En Éthiopie, le dialogue national, considéré par ses promoteurs comme une chance unique d’empêcher la dislocation du deuxième pays le plus peuplé d’Afrique, entre difficilement dans le vif du sujet après plus de deux ans de préparation. La Commission du Dialogue National (ENDC) a principalement sélectionné les délégués des 12 États régionaux et des deux villes fédérales, Addis Abeba et Dire Dawa. Le 29 mai, elle a enfin lancé les premières discussions à Addis Abeba, se concentrant sur la collecte des ordres du jour, c’est-à-dire les sujets que chaque région souhaite aborder lors du futur dialogue, dont le calendrier reste inconnu.
Ce démarrage, qualifié de « jalon décisif » par Mohamoud Dirir, membre de la Commission, vise à inclure toutes les composantes sociales, politiques et armées du pays de 120 millions d’habitants, marqué par de nombreux conflits. Cependant, la véritable opposition politique et les principaux acteurs armés ne participent pas au processus.

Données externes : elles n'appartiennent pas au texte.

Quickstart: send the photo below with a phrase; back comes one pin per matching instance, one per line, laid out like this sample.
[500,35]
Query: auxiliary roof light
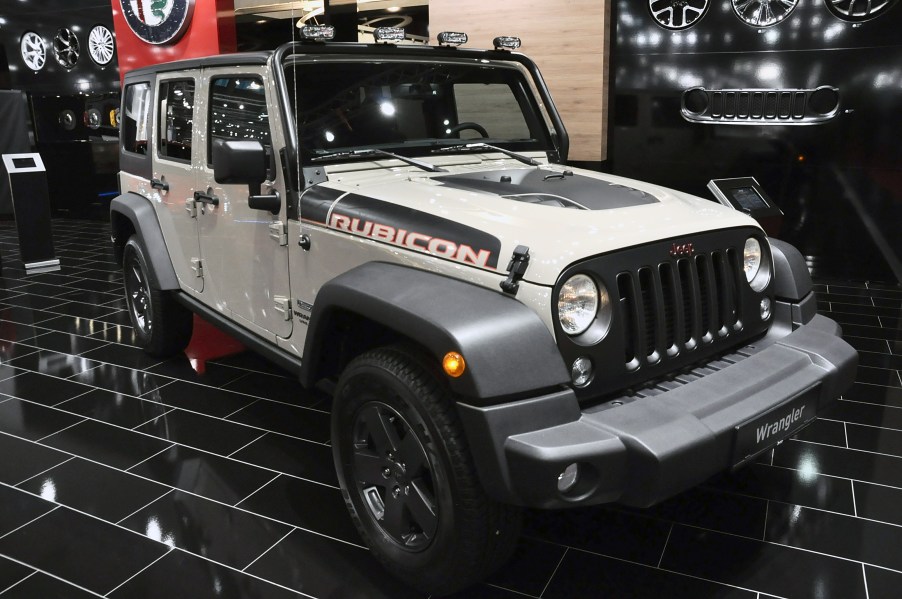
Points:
[452,38]
[506,42]
[317,33]
[388,35]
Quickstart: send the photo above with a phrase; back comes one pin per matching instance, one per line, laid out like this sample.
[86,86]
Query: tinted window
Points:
[176,119]
[237,110]
[136,108]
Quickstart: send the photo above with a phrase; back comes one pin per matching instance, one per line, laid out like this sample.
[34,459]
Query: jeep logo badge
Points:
[682,250]
[158,21]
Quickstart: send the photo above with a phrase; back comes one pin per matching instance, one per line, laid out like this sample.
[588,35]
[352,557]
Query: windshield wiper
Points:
[473,146]
[377,152]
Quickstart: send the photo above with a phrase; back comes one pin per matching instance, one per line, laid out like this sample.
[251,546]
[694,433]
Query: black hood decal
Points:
[550,188]
[401,226]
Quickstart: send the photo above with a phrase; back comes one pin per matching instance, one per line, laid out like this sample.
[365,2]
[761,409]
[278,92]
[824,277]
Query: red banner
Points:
[154,31]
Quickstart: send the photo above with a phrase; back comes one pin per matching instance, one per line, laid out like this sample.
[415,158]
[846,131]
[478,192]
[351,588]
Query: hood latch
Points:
[516,269]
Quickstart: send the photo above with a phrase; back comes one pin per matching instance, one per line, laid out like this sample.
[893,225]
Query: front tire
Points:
[162,326]
[408,478]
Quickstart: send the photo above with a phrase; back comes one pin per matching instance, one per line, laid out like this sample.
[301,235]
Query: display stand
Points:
[31,207]
[746,195]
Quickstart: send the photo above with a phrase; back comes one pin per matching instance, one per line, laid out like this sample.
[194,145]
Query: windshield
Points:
[411,107]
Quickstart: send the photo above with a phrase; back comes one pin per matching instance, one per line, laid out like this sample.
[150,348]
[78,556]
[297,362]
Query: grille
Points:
[760,107]
[678,305]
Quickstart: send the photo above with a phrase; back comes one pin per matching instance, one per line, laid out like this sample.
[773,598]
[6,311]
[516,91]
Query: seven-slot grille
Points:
[675,303]
[760,107]
[678,305]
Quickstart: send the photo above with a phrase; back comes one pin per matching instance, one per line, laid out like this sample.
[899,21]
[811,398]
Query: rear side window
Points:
[135,121]
[176,119]
[237,110]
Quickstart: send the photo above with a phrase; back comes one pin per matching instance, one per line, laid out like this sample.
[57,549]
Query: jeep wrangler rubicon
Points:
[504,330]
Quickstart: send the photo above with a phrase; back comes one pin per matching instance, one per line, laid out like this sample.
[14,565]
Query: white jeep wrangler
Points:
[504,330]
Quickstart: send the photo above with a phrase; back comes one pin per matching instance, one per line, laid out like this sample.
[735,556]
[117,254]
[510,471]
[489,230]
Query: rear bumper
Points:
[647,450]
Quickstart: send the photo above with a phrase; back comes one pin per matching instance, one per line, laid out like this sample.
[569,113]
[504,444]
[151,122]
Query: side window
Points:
[136,108]
[176,119]
[237,110]
[493,106]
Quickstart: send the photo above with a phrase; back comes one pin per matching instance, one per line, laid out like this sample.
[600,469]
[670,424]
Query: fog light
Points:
[581,371]
[765,308]
[567,479]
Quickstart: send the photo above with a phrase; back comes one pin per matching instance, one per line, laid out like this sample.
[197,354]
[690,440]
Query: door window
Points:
[176,119]
[134,120]
[237,110]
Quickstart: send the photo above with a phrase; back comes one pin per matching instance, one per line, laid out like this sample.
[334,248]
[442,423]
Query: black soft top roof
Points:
[343,48]
[219,60]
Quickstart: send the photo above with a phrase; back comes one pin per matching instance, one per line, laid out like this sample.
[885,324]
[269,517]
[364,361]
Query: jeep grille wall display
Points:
[33,51]
[65,47]
[763,13]
[101,45]
[677,14]
[857,11]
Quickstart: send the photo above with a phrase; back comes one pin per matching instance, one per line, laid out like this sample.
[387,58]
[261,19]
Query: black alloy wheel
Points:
[162,326]
[408,478]
[138,295]
[393,476]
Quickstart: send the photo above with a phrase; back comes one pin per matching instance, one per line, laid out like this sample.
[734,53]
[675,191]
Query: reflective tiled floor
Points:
[126,477]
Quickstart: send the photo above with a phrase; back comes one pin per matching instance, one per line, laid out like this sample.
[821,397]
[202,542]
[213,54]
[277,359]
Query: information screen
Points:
[24,162]
[748,198]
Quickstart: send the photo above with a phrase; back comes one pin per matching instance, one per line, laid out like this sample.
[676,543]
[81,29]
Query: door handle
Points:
[206,198]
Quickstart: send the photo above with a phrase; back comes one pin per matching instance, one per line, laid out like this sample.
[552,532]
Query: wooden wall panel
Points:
[567,38]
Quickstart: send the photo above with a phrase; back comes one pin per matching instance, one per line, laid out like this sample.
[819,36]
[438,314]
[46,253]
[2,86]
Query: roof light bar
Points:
[506,42]
[317,33]
[388,35]
[452,38]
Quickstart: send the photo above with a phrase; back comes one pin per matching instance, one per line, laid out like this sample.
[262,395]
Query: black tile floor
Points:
[125,477]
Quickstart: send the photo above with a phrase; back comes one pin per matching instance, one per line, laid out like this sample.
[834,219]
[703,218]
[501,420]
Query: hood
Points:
[479,212]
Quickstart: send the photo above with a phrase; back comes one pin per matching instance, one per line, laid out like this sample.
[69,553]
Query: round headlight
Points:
[577,304]
[751,258]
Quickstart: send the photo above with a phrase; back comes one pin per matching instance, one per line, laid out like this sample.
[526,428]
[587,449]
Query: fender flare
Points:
[792,279]
[140,212]
[507,347]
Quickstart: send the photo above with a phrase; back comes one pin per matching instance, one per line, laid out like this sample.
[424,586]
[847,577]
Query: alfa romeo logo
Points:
[158,21]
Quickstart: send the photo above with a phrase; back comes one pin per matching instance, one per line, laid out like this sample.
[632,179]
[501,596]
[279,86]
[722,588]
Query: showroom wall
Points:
[830,158]
[568,40]
[61,54]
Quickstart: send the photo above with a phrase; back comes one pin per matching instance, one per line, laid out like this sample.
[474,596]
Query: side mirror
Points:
[239,161]
[245,162]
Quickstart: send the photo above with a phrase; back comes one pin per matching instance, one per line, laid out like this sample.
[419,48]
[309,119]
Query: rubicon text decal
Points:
[402,226]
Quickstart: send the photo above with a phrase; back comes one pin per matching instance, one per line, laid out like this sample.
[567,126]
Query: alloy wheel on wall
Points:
[101,45]
[66,47]
[677,14]
[763,13]
[33,50]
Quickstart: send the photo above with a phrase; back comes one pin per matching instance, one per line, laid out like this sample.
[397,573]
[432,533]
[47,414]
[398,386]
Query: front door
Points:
[174,177]
[245,251]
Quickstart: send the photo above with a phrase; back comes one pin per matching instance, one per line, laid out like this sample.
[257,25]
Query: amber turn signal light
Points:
[454,364]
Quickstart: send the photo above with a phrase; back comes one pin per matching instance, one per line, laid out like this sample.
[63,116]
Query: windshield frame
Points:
[555,142]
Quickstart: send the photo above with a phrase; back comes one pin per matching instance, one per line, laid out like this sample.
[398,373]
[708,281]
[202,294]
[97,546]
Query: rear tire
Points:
[408,478]
[162,325]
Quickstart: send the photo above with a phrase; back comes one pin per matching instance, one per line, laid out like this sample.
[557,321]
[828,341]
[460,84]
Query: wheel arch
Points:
[132,214]
[508,349]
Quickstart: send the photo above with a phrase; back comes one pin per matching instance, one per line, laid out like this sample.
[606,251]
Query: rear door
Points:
[174,175]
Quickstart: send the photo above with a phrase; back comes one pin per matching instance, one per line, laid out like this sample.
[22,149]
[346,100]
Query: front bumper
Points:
[645,451]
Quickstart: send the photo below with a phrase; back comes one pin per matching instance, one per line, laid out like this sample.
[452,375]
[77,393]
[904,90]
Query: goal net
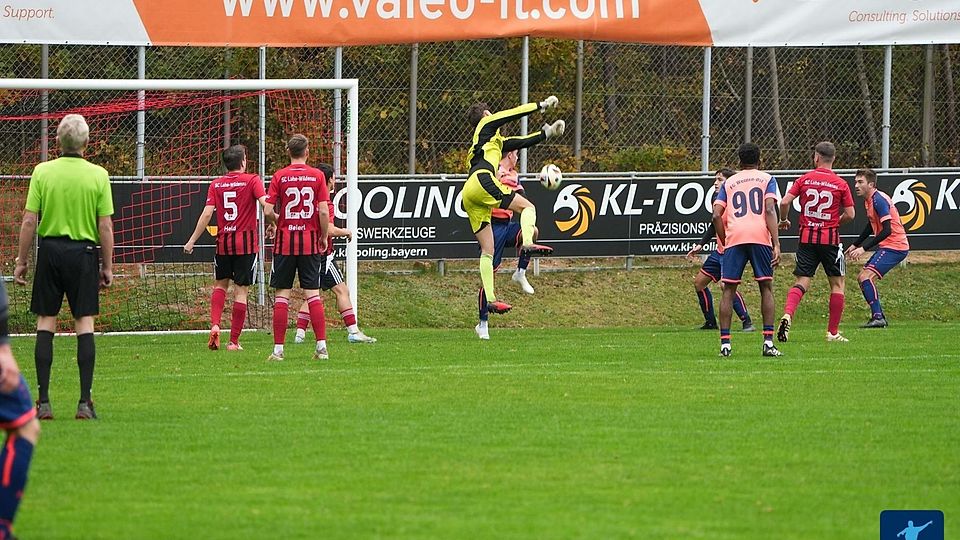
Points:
[162,142]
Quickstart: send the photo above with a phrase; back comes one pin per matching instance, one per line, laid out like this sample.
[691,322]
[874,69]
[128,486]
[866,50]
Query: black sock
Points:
[43,358]
[86,358]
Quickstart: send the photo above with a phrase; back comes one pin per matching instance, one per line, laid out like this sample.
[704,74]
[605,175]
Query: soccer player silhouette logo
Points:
[910,532]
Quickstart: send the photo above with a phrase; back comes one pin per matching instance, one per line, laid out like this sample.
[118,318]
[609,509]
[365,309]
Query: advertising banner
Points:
[725,23]
[595,217]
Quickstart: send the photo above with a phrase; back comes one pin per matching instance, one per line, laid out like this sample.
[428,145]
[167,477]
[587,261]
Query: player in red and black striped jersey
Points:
[297,200]
[332,279]
[825,203]
[233,197]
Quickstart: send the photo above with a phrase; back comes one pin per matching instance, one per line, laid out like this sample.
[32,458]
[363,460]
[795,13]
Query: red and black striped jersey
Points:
[297,191]
[822,195]
[235,197]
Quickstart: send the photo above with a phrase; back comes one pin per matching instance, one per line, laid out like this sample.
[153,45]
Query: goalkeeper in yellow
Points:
[482,192]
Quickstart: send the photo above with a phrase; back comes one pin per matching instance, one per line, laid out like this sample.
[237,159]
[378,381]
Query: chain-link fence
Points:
[641,105]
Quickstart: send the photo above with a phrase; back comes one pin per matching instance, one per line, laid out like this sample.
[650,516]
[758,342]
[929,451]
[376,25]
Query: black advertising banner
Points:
[587,217]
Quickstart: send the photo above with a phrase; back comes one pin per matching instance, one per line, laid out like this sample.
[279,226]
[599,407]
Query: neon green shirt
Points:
[70,193]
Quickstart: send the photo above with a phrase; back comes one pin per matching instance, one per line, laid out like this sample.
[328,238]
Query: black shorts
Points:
[332,277]
[809,256]
[70,267]
[241,269]
[308,268]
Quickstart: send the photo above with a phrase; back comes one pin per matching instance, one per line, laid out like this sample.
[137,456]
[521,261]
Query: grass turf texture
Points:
[593,433]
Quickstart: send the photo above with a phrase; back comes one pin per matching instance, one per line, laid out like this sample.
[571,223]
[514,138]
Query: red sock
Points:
[236,323]
[317,317]
[303,320]
[217,300]
[836,312]
[793,299]
[280,307]
[349,319]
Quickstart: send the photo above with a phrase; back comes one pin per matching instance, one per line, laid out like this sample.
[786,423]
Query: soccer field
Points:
[599,433]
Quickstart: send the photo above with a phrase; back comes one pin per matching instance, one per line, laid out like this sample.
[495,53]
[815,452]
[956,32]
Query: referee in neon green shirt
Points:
[73,201]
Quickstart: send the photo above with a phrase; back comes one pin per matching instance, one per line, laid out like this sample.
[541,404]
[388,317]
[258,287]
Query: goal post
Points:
[39,117]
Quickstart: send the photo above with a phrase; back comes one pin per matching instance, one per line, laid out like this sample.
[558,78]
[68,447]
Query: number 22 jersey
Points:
[297,191]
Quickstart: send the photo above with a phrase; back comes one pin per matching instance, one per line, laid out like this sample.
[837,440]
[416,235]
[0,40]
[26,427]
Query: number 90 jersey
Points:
[743,197]
[822,196]
[296,192]
[235,196]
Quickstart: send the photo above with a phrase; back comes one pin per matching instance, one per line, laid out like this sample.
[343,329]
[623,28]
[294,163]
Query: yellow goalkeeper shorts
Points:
[482,192]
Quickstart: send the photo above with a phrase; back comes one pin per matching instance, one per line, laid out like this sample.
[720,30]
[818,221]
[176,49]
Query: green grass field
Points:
[556,433]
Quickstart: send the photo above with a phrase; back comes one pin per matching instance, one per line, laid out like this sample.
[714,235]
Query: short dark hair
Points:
[826,150]
[327,171]
[233,157]
[297,146]
[475,113]
[868,174]
[749,154]
[725,172]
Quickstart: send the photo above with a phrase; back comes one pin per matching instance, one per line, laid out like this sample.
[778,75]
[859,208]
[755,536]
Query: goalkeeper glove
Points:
[555,129]
[549,102]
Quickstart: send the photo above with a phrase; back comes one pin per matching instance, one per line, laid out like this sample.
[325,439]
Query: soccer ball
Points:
[550,176]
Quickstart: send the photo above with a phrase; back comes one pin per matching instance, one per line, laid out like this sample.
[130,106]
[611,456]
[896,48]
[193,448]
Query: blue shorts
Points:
[713,266]
[16,408]
[735,260]
[505,234]
[884,260]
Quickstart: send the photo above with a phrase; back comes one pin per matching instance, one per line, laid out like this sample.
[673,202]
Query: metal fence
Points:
[628,106]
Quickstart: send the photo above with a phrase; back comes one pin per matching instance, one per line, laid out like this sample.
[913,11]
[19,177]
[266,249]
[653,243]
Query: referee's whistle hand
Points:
[20,274]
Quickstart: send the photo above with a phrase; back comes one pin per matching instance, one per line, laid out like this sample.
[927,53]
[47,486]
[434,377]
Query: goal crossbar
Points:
[351,86]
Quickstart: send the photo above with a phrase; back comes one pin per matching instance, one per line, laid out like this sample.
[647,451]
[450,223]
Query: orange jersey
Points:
[880,208]
[743,197]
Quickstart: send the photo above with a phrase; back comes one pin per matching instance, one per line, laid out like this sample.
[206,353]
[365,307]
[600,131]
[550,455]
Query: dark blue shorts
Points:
[735,260]
[16,408]
[884,260]
[713,266]
[505,234]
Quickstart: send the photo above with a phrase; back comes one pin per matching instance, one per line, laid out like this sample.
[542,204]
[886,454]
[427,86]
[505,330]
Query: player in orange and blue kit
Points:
[506,233]
[745,217]
[710,271]
[18,418]
[889,238]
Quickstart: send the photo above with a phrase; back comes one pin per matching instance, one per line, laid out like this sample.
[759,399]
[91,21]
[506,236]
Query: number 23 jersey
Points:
[297,191]
[743,197]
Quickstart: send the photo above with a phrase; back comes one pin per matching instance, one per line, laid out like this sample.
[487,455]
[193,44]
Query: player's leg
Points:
[310,268]
[876,268]
[709,272]
[46,299]
[761,260]
[477,202]
[734,261]
[222,273]
[523,260]
[835,269]
[528,222]
[282,274]
[83,295]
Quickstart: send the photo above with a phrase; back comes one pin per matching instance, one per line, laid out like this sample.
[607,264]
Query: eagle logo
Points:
[575,198]
[913,194]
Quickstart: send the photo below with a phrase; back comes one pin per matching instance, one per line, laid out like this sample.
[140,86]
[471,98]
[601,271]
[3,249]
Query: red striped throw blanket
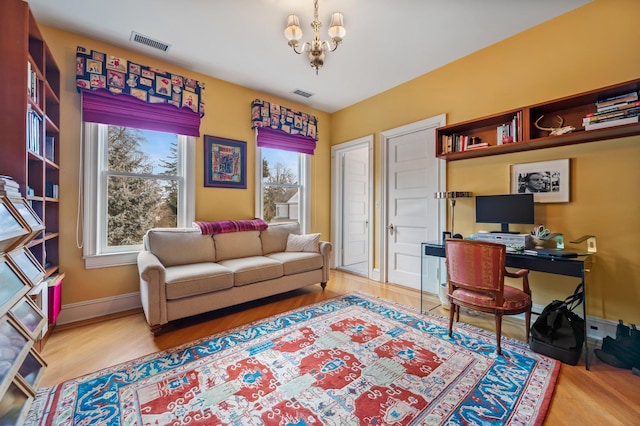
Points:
[223,226]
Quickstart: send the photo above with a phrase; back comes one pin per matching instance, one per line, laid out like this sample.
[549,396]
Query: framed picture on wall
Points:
[225,163]
[547,180]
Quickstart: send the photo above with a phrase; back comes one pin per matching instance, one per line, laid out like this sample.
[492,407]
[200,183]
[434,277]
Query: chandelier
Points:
[317,47]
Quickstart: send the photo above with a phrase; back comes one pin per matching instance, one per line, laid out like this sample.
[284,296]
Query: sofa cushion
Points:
[306,242]
[236,245]
[297,262]
[180,246]
[274,238]
[253,269]
[198,278]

Seize partis, dont le Parti de la Prospérité du Premier ministre Abiy Ahmed, ainsi que des représentants du gouvernement, de la société civile et des religions, ont participé aux discussions à Addis Abeba. Le parti Ezema, malgré des réserves, voit dans ce dialogue une opportunité de révision constitutionnelle et de création d’un espace politique libre et équitable.
Merera Gudina, président du Comité des Partis d’opposition, critique l’absence de participation, de neutralité et d’indépendance, qualifiant le dialogue de « mort-né ». Abiy Ahmed a également écarté la possibilité d’un gouvernement transitoire d’union, insistant sur les élections comme seul moyen de légitimer un gouvernement.
Le dialogue se heurte à la persistance de conflits armés, notamment en Oromia et en Amhara, où des groupes armés continuent de s’opposer au gouvernement fédéral. Ezekiel Gebissa, professeur à l’université américaine de Kettering, souligne l’impossibilité de mener un dialogue sérieux sans cessez-le-feu préalables.
Lemi Gemechu, porte-parole du Front de libération oromo, considère le dialogue comme une opération de relations publiques sans potentiel de paix durable. L’Éthiopie, confrontée à une grave crise économique, espère un dialogue sincère pour résoudre les problèmes fondamentaux du pays, selon Mengistu Kebede, professeur à Addis Abeba.
Le succès du dialogue national éthiopien dépendra de l’inclusion de toutes les parties prenantes et de la volonté politique de parvenir à une paix durable. Le scepticisme et les défis nombreux soulignent la complexité de cette entreprise, importante pour l’avenir du pays.